Karen Akoka Fred Salin

/ 11 Minuten zu lesen

Dans la campagne présidentielle, la migration est un thème central, polémique, et objet d’une surenchère restrictive. Pourtant, en comparaison, la France ne fait plus partie aujourd'hui des principaux pays d'immigration en Europe.

Le 25 mars 2021, des migrants et leurs soutiens ont construit un camp de fortune de migrants sur la place de la République à Paris, en France, à l'occasion d'une "nuit de la solidarité". Plus de 300 sans-abri ont demandé un logement stable et décent. (© picture-alliance, EPA-EFE)

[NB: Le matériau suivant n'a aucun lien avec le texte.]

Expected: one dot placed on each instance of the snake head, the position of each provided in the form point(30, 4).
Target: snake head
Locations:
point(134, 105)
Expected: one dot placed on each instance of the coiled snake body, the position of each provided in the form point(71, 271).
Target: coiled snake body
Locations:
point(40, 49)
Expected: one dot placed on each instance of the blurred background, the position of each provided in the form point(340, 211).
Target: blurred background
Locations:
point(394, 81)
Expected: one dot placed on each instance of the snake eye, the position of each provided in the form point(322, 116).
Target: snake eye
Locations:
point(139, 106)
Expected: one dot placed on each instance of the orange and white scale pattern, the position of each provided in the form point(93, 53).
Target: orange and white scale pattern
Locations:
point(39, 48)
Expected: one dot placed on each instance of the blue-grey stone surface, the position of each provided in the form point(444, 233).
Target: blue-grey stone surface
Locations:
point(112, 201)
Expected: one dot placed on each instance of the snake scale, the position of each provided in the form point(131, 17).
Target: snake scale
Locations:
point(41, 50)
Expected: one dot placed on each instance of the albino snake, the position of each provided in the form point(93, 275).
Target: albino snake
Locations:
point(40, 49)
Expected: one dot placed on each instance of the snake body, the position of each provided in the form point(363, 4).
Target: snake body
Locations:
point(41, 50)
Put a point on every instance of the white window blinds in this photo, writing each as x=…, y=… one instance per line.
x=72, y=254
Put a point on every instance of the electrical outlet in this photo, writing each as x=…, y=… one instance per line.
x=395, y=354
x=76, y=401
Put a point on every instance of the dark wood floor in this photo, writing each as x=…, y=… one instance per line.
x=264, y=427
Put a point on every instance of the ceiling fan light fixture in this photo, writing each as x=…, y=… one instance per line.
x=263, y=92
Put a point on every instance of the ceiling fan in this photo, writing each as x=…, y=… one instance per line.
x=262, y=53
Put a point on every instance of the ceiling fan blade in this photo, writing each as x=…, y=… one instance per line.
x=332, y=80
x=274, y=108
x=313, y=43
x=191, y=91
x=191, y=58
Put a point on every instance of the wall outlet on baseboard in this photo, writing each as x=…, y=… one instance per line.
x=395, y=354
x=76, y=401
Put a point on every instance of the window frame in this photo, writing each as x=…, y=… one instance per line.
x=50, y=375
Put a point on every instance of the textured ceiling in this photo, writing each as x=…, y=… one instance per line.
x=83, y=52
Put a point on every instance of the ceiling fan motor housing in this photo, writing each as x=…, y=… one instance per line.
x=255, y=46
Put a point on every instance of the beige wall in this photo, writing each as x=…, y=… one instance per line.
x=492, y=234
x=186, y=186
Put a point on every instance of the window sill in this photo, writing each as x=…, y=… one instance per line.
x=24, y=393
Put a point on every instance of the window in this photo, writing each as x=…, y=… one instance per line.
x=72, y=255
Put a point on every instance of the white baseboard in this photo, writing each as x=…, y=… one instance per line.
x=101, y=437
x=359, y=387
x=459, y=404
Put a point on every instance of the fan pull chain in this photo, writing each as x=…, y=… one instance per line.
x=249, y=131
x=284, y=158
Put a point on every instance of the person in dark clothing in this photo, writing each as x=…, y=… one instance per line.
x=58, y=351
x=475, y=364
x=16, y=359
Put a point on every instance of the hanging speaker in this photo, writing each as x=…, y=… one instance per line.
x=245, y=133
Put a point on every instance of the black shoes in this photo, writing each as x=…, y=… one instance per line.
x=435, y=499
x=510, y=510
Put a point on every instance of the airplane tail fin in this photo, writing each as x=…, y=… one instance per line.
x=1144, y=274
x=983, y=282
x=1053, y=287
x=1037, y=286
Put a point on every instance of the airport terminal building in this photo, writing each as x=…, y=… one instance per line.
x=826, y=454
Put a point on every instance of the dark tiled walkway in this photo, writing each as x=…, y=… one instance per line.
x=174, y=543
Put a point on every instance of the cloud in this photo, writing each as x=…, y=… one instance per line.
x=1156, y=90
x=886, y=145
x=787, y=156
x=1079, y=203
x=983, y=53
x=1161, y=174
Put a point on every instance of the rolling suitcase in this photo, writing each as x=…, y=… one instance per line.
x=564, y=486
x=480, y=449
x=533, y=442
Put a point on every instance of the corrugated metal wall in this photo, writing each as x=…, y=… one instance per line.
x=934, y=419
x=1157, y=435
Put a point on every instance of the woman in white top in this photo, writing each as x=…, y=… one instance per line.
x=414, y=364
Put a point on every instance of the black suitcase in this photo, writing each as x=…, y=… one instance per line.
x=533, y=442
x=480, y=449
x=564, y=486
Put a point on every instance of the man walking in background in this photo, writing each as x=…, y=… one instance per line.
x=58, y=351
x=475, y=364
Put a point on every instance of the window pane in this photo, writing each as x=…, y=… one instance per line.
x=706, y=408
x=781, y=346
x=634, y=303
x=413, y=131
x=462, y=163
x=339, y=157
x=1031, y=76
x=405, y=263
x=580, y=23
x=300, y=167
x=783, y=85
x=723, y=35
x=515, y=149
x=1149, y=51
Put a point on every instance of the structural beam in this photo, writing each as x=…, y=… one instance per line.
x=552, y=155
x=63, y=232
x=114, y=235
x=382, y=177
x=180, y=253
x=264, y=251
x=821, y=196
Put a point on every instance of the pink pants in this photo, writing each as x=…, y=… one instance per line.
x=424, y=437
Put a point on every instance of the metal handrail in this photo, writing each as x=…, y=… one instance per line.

Les chiffres de l’immigration en France varient selon les catégories qu’on choisit de compter (étrangers, immigrés, enfants d’immigrés), les définitions et les producteurs de données qu’on mobilise (la définition de l’immigré de l’Organisation de coopération et de développement économiques – OCDE – n’est pas la même que celle de l’Institut national de la statistique et des études économiques – Insee), les outils statistiques vers lesquels on se tourne (recensement, ou premiers titres délivrés), les phénomènes qu’on choisit de regarder (flux, stock ou solde migratoire), les populations que l’on intègre ou exclut (étudiants, citoyens de l’UE).

Mobilisés avec ces précautions, ils permettent néanmoins de tracer de grandes tendances et faire quelques comparaisons.

La migration en chiffres

Avec 272 000 entrées en 2019 pour 67 millions d’habitants, le taux d’immigration en France s’établit à 0,4 pour cent, soit deux à trois fois moins que dans des pays comme l’Allemagne, la Suède, la Belgique, l’Autriche et les Pays-Bas, ce qui la place en bas du classement des pays d’Europe occidentale, au même niveau que l’Italie et le Royaume-Uni pour ce qui est du calcul des « flux » .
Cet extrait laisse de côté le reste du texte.